Germaine L’Herbier-Montagnon : L’ange gardien des aviateurs disparus.
Le 29 juillet 2026 a marqué le 40e anniversaire de la disparition de Germaine L’Herbier-Montagnon (1895-1986). Pour honorer cette figure légendaire, notre ami Gilles Novat,représentant notre association Les Vieilles Tiges, s’est joint à la délégation de l’Armée de l’air,portée par l’espace muséal Caritat de la base aérienne 115 d’Orange. Ils étaient entourés des réservistes, des anciens combattants et des bénévoles, pour se recueillir sur sa tombe, au cimetière de Tournon-sur-Rhône. Un hommage vibrant a ainsi été rendu à cette femme extraordinaire qui voua sa vie aux pilotes perdus. Bien qu’elle n’ait jamais porté l’uniforme militaire, Germaine L’Herbier-Montagnon a marqué l’histoire de l’aviation. Issue d’une lignée de passionnés de l’air, elle intègre en 1936 l’Amicale des infirmières pilotes secouristes de l’Air (IPSA), la section aviation de la Croix-Rouge, dont elle sera la vice-présidente jusqu’en 1952.

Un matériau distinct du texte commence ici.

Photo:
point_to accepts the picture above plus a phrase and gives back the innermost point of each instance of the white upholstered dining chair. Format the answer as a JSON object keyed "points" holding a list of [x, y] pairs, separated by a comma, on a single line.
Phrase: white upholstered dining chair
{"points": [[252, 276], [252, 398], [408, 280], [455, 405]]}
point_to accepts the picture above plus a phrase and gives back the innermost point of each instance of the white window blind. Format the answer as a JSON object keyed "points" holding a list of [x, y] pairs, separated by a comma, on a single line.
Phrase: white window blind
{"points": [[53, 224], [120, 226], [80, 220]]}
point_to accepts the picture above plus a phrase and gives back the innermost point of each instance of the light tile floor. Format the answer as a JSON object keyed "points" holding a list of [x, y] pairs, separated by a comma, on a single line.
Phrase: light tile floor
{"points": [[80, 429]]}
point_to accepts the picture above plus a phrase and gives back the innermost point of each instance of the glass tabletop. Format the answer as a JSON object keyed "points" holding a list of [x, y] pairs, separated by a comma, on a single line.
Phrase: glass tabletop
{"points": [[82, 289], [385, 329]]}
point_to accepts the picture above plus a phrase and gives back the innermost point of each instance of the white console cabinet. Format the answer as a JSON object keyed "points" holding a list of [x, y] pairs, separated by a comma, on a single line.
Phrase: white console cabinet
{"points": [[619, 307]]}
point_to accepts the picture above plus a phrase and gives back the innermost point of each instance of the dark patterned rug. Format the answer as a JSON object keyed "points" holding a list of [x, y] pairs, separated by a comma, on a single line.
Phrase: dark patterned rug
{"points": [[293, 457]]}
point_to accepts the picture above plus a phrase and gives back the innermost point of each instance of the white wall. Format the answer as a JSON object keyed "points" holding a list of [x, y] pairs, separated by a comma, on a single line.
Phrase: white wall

Une traque obstinée contre l’oubli.
En 1940, constatant l’absence totale de structures pour localiser les pilotes abattus en pleine débâcle, elle refuse de rester impuissante. Animée par un altruisme farouche, elle fonde de toutes pièces six compagnies d’infirmières volantes bénévoles. Ensemble, ces femmes défient les dangers de l’Occupation et parcourent des milliers de kilomètres à travers la France. Armée d’une patience infinie et exploitant les indices les plus ténus, son organisation parvient à retrouver la trace de 500 aviateurs français et 13 000 alliés. Son patriotisme ne s’arrête pas là.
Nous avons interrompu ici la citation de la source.